Users of online payment service PayPal have again been targeted by scam artists trying to steal their personal data, including name, address, home and work telephone numbers and credit card information.
Earlier last week, a reader e-mailed Computerworld saying he had received a message allegedly from "CustomerService@paypal.com" with the subject "PayPal Security Update." Last month, PayPal users were hit by a similar scam.
The Oct. 22 message, which arrived as an HTML e-mail replete with grammatical mistakes, was set up to mimic PayPal's Web site, and said: To confirm that you are an authorized PayPal member, authorization is needed. The New SSL 4.0 Secure Socket Layer has been updated to the PayPal servers. To be authorized, please visit https://www.paypalauthorization.com/. After completion, you will recieve[sic] and [sic] email confirmation within 24 hours of reciept [sic]. Thanks for using PayPal!, PayPal Security Team.

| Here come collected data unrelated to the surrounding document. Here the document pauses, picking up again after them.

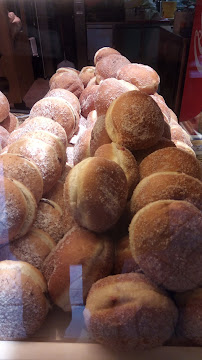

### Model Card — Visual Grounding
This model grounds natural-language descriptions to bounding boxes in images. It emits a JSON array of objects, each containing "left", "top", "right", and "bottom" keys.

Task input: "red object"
[{"left": 180, "top": 0, "right": 202, "bottom": 122}]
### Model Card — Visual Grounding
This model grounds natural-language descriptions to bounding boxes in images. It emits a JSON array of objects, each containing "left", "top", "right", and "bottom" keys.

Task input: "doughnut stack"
[{"left": 0, "top": 47, "right": 202, "bottom": 349}]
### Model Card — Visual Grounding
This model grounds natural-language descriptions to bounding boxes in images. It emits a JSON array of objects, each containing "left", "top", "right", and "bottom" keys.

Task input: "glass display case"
[{"left": 0, "top": 0, "right": 202, "bottom": 359}]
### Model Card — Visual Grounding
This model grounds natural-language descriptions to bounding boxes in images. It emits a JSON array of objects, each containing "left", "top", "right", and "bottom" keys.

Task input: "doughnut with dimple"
[
  {"left": 0, "top": 177, "right": 27, "bottom": 244},
  {"left": 43, "top": 226, "right": 113, "bottom": 311},
  {"left": 94, "top": 47, "right": 121, "bottom": 65},
  {"left": 139, "top": 147, "right": 202, "bottom": 180},
  {"left": 117, "top": 63, "right": 160, "bottom": 95},
  {"left": 29, "top": 97, "right": 77, "bottom": 140},
  {"left": 95, "top": 54, "right": 131, "bottom": 84},
  {"left": 105, "top": 90, "right": 165, "bottom": 151},
  {"left": 49, "top": 71, "right": 84, "bottom": 98},
  {"left": 8, "top": 116, "right": 67, "bottom": 148},
  {"left": 0, "top": 91, "right": 10, "bottom": 122},
  {"left": 0, "top": 260, "right": 49, "bottom": 340},
  {"left": 94, "top": 142, "right": 139, "bottom": 199},
  {"left": 84, "top": 273, "right": 178, "bottom": 350},
  {"left": 7, "top": 137, "right": 63, "bottom": 194},
  {"left": 129, "top": 200, "right": 202, "bottom": 292},
  {"left": 44, "top": 88, "right": 81, "bottom": 115},
  {"left": 64, "top": 157, "right": 128, "bottom": 232},
  {"left": 130, "top": 171, "right": 202, "bottom": 215}
]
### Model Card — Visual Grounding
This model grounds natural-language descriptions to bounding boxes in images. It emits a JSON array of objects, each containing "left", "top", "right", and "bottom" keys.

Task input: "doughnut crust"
[
  {"left": 95, "top": 54, "right": 130, "bottom": 83},
  {"left": 129, "top": 200, "right": 202, "bottom": 292},
  {"left": 139, "top": 147, "right": 202, "bottom": 180},
  {"left": 130, "top": 171, "right": 202, "bottom": 214},
  {"left": 84, "top": 273, "right": 178, "bottom": 350},
  {"left": 64, "top": 157, "right": 128, "bottom": 232},
  {"left": 105, "top": 90, "right": 164, "bottom": 151}
]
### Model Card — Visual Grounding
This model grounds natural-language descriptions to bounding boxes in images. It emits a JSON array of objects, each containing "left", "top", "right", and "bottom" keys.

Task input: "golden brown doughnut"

The Web site address listed in the e-mail took users to an official-looking site that asked for their personal information.
The reader said he was fooled into entering his user name and password, his address and half of his credit card number before he realized he had been scammed. He said he immediately changed his PayPal log-in password, removed his credit card and bank information from his PayPal profile, sent an e-mail to PayPal's customer service department and filed a complaint with the U.S. Federal Bureau of Investigation (FBI)'s Internet Fraud Complaint Center.

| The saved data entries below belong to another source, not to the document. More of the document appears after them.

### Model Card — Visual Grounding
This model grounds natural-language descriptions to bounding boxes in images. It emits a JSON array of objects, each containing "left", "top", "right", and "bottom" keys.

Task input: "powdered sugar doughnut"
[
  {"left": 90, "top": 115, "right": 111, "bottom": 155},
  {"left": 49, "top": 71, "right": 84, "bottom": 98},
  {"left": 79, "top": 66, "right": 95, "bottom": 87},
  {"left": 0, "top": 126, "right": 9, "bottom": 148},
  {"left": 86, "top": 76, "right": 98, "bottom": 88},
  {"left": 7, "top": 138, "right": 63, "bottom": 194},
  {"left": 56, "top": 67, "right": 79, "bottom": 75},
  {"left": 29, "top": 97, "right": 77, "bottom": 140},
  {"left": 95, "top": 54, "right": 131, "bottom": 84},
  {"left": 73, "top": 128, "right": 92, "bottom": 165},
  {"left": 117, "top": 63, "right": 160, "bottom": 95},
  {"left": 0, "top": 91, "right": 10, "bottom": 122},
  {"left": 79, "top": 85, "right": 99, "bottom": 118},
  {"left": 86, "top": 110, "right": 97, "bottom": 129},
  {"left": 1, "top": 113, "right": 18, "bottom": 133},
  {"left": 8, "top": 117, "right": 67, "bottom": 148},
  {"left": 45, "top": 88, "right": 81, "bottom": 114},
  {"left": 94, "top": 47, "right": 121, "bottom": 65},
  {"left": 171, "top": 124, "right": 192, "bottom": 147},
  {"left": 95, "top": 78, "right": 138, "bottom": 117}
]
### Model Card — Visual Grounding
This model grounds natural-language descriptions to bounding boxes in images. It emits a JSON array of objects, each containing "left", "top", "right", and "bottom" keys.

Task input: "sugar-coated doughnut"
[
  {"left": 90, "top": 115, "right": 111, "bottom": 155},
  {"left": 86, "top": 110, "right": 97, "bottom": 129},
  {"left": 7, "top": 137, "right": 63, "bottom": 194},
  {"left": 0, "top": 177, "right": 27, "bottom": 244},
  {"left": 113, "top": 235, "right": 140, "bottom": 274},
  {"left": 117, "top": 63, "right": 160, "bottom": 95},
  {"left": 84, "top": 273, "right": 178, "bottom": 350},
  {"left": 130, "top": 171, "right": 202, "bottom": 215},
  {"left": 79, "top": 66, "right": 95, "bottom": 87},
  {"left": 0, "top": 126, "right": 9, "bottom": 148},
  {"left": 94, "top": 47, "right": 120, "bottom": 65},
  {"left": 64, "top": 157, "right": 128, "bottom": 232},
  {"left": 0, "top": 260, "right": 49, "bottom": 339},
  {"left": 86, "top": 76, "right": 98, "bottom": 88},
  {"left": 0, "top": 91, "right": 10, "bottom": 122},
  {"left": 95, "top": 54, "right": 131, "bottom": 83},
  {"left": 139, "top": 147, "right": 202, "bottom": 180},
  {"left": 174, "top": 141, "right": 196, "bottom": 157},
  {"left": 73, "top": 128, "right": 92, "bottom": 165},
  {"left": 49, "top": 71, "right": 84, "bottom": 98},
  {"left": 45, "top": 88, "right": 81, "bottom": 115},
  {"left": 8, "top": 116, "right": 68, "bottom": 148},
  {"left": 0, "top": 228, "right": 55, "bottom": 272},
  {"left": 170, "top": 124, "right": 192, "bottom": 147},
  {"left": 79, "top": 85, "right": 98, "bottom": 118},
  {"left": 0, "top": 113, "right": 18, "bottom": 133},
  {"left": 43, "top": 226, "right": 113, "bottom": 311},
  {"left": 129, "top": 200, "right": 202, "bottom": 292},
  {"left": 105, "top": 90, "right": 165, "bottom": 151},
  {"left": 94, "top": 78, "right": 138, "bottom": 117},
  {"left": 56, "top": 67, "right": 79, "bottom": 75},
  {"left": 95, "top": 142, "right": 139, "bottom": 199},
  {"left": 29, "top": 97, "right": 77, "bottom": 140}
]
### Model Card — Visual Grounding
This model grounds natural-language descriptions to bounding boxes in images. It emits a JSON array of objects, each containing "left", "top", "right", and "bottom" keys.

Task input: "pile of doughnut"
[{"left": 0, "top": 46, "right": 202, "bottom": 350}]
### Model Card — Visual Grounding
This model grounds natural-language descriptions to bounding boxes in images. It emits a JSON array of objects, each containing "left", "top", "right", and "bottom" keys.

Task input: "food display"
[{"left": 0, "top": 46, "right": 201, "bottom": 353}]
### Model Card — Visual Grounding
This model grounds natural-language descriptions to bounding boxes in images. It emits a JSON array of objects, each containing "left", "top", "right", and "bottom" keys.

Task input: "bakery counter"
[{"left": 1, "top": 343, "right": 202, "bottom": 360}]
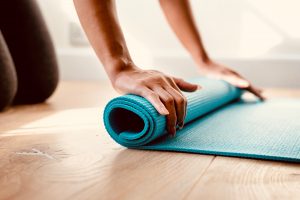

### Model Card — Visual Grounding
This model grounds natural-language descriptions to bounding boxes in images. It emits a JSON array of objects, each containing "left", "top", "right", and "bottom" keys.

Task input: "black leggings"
[{"left": 0, "top": 0, "right": 59, "bottom": 111}]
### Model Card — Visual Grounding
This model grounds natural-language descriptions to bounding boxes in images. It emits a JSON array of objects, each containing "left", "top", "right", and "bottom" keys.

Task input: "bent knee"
[
  {"left": 0, "top": 77, "right": 17, "bottom": 111},
  {"left": 13, "top": 73, "right": 59, "bottom": 105}
]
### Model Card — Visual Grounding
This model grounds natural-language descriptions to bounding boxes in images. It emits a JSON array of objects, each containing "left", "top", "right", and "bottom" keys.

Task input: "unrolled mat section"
[{"left": 103, "top": 78, "right": 300, "bottom": 162}]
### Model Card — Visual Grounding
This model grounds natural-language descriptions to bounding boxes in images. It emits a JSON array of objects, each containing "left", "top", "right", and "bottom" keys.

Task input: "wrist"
[
  {"left": 192, "top": 51, "right": 212, "bottom": 67},
  {"left": 195, "top": 58, "right": 212, "bottom": 70},
  {"left": 106, "top": 58, "right": 138, "bottom": 82}
]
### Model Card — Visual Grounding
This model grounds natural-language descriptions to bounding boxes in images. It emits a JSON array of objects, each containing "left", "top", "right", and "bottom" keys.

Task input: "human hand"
[
  {"left": 198, "top": 60, "right": 265, "bottom": 100},
  {"left": 112, "top": 65, "right": 199, "bottom": 136}
]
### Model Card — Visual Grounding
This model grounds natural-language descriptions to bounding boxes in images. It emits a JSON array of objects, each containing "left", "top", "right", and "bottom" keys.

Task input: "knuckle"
[
  {"left": 149, "top": 93, "right": 159, "bottom": 100},
  {"left": 138, "top": 79, "right": 147, "bottom": 85},
  {"left": 165, "top": 75, "right": 173, "bottom": 81},
  {"left": 183, "top": 96, "right": 187, "bottom": 104},
  {"left": 132, "top": 84, "right": 142, "bottom": 91},
  {"left": 176, "top": 96, "right": 185, "bottom": 105},
  {"left": 147, "top": 76, "right": 165, "bottom": 85},
  {"left": 148, "top": 91, "right": 157, "bottom": 98},
  {"left": 164, "top": 85, "right": 173, "bottom": 91},
  {"left": 141, "top": 89, "right": 153, "bottom": 97},
  {"left": 154, "top": 77, "right": 164, "bottom": 83},
  {"left": 172, "top": 92, "right": 186, "bottom": 105},
  {"left": 165, "top": 96, "right": 174, "bottom": 105}
]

As of late Thursday Eastern time, the spoofed PayPal site was still available. It wasn't available last Friday.
PayPal spokeswoman Julie Anderson said the company was notified of the spoof site Thursday morning, immediately contacted the Web host for the site and asked that it be removed. The company also plans to file a suspicious activity report with law enforcement officials.
Previously, Anderson had said spoof sites are very common. She said the scam artists probably got hold of a database and sent messages to thousands of people, hoping to hit some PayPal account holders.
"[These scams] happen often, and they happen often to successful Web sites like eBay, PayPal and other financial services sites," Anderson said last month. "Fortunately, we know from experience that PayPal users are for the most part savvy enough not to fall for them. But in the end, if they do, they are certainly not liable for any losses."
A "whois" search on the domain name used in this week's scam showed that it was registered on Sept. 29, 2002, to a woman in Jacksonville, Fla. However when reached for comment, the woman said she was the victim of a similar scam targeting users of Dulles, Va.-based America Online Inc. (AOL).
The woman said she had only been a member of AOL for one week when she received a message allegedly from the company saying there was a problem with the credit card information she had provided and her service would be shut off immediately if she didn't provide the number of a different credit card.
She said she complied with the request and then said she was asked to resubmit the number and expiration date of the card she originally provided. Again she complied with this request.
Shortly thereafter, the issuing banks called her because they determined there had been some suspicious activity on her card. She said that's when she realized she had been victimized.
AOL couldn't be reached for comment Friday.
Russ Cooper, a security consultant at TruSecure Corp. in Herndon, Va., said that in addition to the security center PayPay has on its site -- complete with tips for users, including a warning that they never share their PayPal password with anyone -- the company could do more to protect users.
He suggested that PayPal use digital signature technology that would allow users to determine the veracity of an e-mail purporting to be from PayPal. He also said PayPal could alert users to this technology by posting information about it on a prominent place on its site.